Scanning and emailing a document - where it can be FWD: FWD: FWD: ... - is unacceptable.
And in many jurisdictions, it's not considered legally valid if you email it.
Besides, emails (unless encrypted, yea everyone does this), are simply postcards in the mail.
Anyone can read them with a little effort.
I would not want my SSN scanned and then sent via email, vs faxed.
Seems some can't let go of their stereotypes.
T.38
https://en.wikipedia.org/wiki/T.38
T.37
https://en.wikipedia.org/wiki/T.37
I can't believe that nobody's noted that Elliot in Mr. Robot used a faked Fax to get access to Police data: https://www.theverge.com/2016/...
Mimetics Inc. Twitter
If the comment "We can only accept a fax of the original document" still is being said fax will always be around. Who says I didn't make it PDF and print the PDF 100 times and fax you the last copy? People have asked to fax checks. There is no end to the misunderstanding of faxing.
I've been retired for a couple of years, but we always had to keep a POTS line around for the fax ( burglar alarm too ) as fax wasn't reliable over VOIP. If faxing over VOIP can't be / hasn't been fixed then the migration to VOIP should kill off fax sooner than later.
You live and learn, or you don't learn much.
Which is why I'm so disappointed smartphones cannot send an actual fax from that photo, while there is no technical reason they could not. You'd create interop that way. But of course nobody is interested in that sort of thing, when we could pretend for progress by throwing out useful working stuff instead.

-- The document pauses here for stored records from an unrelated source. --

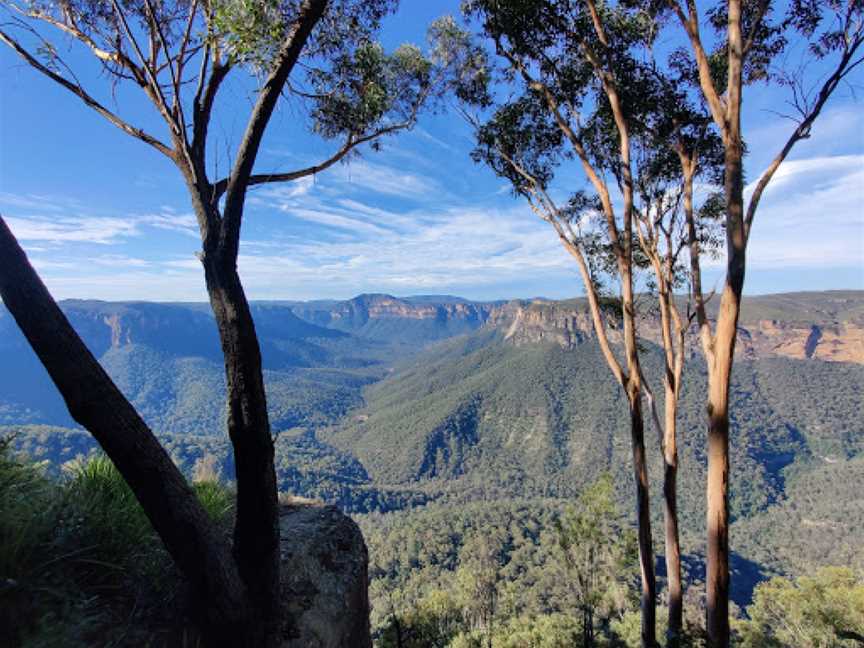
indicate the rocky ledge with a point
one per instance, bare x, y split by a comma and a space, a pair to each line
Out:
325, 599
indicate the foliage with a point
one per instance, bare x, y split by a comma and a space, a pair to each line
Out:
825, 609
80, 564
599, 553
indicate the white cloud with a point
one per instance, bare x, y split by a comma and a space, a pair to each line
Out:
811, 215
103, 231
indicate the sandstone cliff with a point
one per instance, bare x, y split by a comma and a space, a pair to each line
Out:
829, 336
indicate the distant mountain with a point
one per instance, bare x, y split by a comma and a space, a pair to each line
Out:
383, 402
166, 358
823, 326
413, 320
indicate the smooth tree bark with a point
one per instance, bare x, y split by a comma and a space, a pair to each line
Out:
660, 244
725, 105
509, 159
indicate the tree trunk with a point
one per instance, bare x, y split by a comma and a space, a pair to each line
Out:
95, 402
643, 517
670, 499
256, 529
720, 371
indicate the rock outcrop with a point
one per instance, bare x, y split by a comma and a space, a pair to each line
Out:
569, 324
325, 599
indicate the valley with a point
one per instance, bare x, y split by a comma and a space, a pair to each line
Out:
394, 409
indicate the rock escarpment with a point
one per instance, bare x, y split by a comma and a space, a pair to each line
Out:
568, 323
325, 599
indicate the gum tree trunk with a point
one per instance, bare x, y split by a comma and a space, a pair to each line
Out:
94, 401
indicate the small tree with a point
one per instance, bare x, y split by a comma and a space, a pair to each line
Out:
599, 554
825, 609
179, 55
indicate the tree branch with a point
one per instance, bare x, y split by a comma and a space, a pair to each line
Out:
844, 67
87, 99
350, 144
309, 15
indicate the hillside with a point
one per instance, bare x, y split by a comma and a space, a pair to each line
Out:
381, 404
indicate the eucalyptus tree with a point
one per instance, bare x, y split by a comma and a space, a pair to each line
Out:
321, 54
675, 147
748, 39
579, 83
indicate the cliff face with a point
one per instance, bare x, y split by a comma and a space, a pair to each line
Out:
359, 311
569, 323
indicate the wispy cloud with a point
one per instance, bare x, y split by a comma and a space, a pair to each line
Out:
103, 231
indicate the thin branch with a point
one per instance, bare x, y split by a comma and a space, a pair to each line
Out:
844, 67
350, 144
87, 99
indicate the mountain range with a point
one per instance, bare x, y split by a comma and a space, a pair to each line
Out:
381, 403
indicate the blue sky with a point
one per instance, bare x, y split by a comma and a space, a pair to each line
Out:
103, 216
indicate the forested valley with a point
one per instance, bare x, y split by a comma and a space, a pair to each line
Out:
667, 458
470, 443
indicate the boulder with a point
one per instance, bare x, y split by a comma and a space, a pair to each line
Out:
324, 572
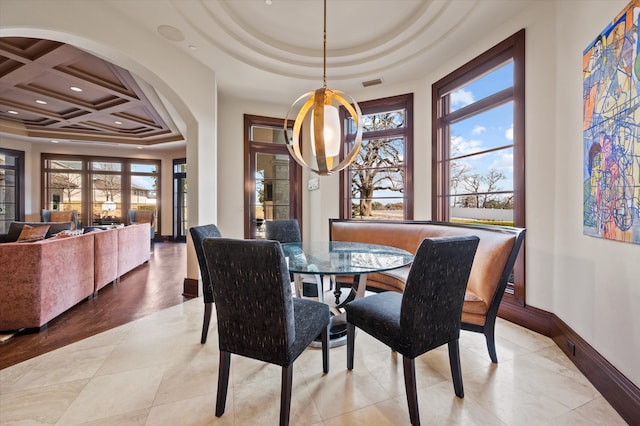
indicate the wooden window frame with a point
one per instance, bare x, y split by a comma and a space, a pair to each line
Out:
404, 101
513, 48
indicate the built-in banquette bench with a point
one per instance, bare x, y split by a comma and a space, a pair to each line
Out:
42, 279
492, 265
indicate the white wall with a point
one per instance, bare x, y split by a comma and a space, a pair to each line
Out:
596, 282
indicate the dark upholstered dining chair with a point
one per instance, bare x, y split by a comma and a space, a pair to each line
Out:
257, 316
427, 315
198, 234
288, 231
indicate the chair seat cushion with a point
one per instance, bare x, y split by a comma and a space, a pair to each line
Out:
473, 304
310, 318
379, 316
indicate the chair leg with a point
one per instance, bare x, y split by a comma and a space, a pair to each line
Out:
285, 395
325, 349
351, 340
411, 389
456, 370
208, 307
489, 333
223, 382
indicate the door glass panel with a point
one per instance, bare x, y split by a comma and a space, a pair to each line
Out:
268, 134
106, 199
7, 195
271, 200
144, 168
64, 191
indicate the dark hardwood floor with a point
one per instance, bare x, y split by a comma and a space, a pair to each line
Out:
147, 289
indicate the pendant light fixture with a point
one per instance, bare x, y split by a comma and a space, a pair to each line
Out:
325, 129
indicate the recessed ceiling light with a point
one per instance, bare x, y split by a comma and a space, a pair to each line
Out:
170, 33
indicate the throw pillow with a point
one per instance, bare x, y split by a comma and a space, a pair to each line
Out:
33, 233
65, 216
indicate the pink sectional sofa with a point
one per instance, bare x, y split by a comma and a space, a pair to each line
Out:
42, 279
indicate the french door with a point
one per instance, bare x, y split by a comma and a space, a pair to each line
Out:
272, 178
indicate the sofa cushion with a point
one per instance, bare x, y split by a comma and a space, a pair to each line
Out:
33, 233
64, 216
144, 216
15, 228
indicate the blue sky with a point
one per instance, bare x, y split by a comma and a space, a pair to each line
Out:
490, 129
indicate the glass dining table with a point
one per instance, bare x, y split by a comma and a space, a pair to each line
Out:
341, 258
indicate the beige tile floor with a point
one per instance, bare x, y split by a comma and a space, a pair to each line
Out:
154, 371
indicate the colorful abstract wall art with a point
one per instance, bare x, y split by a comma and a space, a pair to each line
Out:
611, 130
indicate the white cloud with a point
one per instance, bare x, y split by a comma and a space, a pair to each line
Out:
478, 129
461, 98
504, 163
461, 146
509, 133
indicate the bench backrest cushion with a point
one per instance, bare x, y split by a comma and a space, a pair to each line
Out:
488, 266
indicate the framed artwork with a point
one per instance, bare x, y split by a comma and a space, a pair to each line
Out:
611, 130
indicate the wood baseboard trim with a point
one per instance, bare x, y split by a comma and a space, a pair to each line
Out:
528, 317
621, 393
190, 288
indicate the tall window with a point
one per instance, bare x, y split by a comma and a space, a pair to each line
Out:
379, 183
180, 226
102, 190
478, 142
272, 179
11, 187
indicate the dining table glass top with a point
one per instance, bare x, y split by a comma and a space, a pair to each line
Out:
343, 258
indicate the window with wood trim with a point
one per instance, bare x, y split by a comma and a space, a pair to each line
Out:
478, 143
379, 183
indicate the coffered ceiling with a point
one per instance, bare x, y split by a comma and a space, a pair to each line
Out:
263, 50
55, 91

Just like I'm disappointed --again-- by the idiots making a big fat ruckus about a piece of otherwise useful technology as if it's all broken, when in fact it's a small corner case in a limited range of a certain manufacturer's products. Of course that needs fixing, but "reporting" like this makes it seem all faxes are a giant backdoor in every organisation, which simply isn't true.
Thanks for breaking it, "hacker" idiot wannabe-heroes.
I imagine that if you could reverse engineer an uncommon operating system running on an embedded computer with just serial output for debugging, dig through binary application code and find an exploitable bug in a custom JPEG decoder, you would not be overly offended by some loudmouth anonymous coward calling you an idiot wannabe-hero. I'd expect it is somewhat like people calling me a cheater when I obliterated them in online FPS. Always a good chuckle.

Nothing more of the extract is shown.